Oltre lo specchio, lo sguardo e l’esposizione: la “carezza-parola”, Luce Irigaray
Siamo corpi viventi “differenti e co-creatori”, progetti vitali che oltrepassano la carnalità contingente senza però mai annullarne l’appello ad una cura che diventi mano che accoglie, protegge, sfiora, accarezza.
Traendo spunto da Luce Irigaray, la carezza, intesa come “gesto-parola”, è atto e metafora di una relazione che, nel toccare, linguaggio simbolico dei corpi, si fa dono in-toccabile, infungibile, impalpabile, che raggiunge l’altro senza intaccarne o forzarne alcuna direzione, seguendo le rughe della sua fragilità;e si segna sull’anima come opera di libertà per l’altro e nell’altro.
Nell’attuale mercato dei corpi come simulacri di modelli senza originale, che inseguono un’estetica di conformità e di serialità consumistica, permeando di sé forme, stili e rappresentazioni collettive, dov’è bellezza che salva dall’anonimato dell’omologazione e dalla violenza dei forti sui vulnerabili? Cos’è bellezza senza responsabilità, rispetto, liberazione? Riappropriarsi della relazione vitale con il corpo proprio e con quello dell’altro, liberandone tutti linguaggi e le possibilità di senso, è un percorso necessario che inizia dall’oltrepassamento dell’egemonia dello specchio di Narciso e dall’esposizione di corpi decontestualizzati dal sé sulle piazze telematiche. Nell’“Elogio del toccare” di Irigaray c’è, appunto, tutta l’intenzione etica del superamento del possesso, dell’aggressione o della non accettazione del corpo che siamo e che parla per noi, in noi e attraverso di noi.
Il “gesto-parola” della carezza può essere, quindi, la rivolta non violenta all’aggressione deturpante di ogni corpo vivente, risveglio dei sensi nella profondità del sentire e del vedere con “intelligenza delle emozioni”, per costruire sempre nuove e libere relazioni mente-corpo-altri.

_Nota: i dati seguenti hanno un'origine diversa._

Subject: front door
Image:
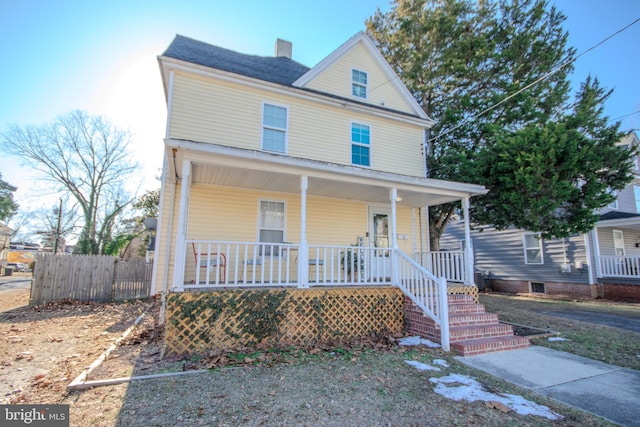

Insomma, “Accarezzare - come scrive Irigaray - è stare attenti alle qualità velate nella vita comunitaria, qualità che leggi e vita civile dovrebbero garantire come proprie, sottratte alla violenza di un quotidiano che non si cura di intersoggettività, alle violenze di un uso utilitario (che si tratti di commercio in senso stretto o commercio del desiderio sessuale) sottratte ad uno sguardo o a un uso non preoccupati del rispetto dell’altro”.